Tom listened: I’ve been a fan of St Vincent since Actor too but, mainly due to the astronomically inflated price of the vinyl version (£27 when I last checked), I hadn’t bothered with her latest offering. I was also put off a little by the fact that Strange Mercy and me never quite hit it off. Then there were those lyrics from lead single Birth in Reverse which seemed too calculated, too considered, too ‘let me shock you’. I was a little weary and more than a little wary that Annie Clark’s fourth album would be another step down from the triumph that was Actor.

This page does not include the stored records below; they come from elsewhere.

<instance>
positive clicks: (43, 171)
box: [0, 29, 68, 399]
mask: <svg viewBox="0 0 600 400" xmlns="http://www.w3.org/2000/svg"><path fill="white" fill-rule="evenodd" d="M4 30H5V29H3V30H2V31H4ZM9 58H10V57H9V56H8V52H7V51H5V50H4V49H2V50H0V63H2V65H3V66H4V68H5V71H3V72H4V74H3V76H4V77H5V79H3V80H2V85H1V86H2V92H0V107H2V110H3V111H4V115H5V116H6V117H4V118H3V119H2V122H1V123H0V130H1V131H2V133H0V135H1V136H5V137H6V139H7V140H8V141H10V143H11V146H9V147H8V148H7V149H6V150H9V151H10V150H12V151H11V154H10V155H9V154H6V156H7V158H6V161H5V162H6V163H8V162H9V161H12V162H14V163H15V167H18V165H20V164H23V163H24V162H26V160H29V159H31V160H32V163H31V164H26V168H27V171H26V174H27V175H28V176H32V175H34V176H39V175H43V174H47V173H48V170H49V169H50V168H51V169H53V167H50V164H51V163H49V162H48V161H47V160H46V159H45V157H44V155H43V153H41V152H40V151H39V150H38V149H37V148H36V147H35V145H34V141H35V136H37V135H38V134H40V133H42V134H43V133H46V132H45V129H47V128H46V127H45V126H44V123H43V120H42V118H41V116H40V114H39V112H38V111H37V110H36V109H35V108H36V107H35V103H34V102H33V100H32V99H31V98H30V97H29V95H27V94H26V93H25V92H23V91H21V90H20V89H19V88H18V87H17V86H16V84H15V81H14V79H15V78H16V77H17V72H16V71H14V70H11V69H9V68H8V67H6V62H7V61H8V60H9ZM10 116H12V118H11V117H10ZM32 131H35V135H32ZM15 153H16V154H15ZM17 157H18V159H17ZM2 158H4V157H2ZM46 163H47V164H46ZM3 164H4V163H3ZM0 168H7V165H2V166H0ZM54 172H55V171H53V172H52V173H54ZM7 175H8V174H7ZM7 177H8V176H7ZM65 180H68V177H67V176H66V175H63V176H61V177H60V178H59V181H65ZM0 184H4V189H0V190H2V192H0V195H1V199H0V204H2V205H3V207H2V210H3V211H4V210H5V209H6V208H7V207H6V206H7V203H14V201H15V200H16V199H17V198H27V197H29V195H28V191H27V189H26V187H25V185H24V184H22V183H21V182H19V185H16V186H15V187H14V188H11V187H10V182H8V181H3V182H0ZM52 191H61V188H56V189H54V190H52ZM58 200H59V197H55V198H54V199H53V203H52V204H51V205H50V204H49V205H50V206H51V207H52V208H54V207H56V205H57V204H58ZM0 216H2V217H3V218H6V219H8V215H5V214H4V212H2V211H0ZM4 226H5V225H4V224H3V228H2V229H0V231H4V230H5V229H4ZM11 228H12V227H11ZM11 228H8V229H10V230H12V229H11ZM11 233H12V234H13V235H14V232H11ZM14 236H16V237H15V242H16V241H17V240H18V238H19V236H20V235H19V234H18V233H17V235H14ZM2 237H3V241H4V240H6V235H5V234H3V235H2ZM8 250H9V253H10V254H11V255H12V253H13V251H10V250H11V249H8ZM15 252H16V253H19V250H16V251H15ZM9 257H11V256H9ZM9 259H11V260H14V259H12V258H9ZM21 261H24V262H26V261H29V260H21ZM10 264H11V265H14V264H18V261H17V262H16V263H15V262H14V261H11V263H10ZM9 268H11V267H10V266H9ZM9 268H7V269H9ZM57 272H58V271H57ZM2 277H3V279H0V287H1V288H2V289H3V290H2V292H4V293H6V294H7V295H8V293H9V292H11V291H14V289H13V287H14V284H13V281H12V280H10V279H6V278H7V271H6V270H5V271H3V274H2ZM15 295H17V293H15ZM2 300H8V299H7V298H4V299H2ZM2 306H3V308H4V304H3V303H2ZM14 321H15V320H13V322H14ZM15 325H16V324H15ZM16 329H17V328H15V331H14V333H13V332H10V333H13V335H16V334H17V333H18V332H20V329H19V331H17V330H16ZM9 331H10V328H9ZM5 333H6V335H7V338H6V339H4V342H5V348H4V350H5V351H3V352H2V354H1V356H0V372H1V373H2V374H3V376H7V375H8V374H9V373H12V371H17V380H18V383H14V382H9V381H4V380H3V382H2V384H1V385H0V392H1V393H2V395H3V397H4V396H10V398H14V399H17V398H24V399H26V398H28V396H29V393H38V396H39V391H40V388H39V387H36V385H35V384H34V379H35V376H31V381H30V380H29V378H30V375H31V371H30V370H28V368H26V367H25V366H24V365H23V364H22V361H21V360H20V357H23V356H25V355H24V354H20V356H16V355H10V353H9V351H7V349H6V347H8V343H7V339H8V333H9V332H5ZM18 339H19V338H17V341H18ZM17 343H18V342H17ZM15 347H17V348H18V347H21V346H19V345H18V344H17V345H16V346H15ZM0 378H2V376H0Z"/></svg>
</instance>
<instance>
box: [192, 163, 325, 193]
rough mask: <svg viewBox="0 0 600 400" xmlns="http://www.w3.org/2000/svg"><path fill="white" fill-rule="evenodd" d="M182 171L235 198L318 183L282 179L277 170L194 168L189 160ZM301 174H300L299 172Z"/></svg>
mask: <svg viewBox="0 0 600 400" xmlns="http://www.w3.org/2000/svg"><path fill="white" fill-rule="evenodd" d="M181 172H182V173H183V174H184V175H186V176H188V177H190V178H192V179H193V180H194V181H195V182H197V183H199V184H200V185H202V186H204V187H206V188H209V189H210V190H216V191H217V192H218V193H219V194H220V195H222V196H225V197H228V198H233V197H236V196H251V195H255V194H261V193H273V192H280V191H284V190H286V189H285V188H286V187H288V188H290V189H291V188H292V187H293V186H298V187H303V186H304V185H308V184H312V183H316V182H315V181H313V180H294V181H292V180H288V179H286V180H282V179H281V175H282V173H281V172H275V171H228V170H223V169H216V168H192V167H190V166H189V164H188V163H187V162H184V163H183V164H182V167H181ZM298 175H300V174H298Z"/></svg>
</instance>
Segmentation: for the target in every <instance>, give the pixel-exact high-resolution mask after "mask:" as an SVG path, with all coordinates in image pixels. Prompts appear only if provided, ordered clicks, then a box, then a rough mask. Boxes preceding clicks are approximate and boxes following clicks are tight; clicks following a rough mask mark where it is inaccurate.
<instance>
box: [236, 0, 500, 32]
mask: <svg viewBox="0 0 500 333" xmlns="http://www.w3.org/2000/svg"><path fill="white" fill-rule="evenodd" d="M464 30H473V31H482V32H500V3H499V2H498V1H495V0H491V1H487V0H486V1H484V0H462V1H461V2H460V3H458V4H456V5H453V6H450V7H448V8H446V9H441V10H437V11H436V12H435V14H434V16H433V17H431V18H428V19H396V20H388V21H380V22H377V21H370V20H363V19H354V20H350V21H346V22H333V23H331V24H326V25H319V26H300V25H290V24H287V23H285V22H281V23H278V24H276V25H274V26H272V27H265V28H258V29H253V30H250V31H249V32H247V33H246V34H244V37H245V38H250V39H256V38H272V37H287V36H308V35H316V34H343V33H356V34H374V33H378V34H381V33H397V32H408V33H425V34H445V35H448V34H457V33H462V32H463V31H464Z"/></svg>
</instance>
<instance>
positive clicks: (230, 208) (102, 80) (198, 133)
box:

Well, I couldn’t have been more wrong. In my opinion one of the only missteps of ‘St Vincent the album’ has been the choice of singles – they seem to me to be a little St Vincent by numbers, echoing past melodies too closely and not really doing that much different sonically from what had come before. The deeper cuts in the album, however, were often astonishing and, crucially, took me a long way away from the standard St Vincent song template that I heard in the singles. So, I started off listening sceptically but by the end of the album the combination of Annie and Rob had almost completely won me over.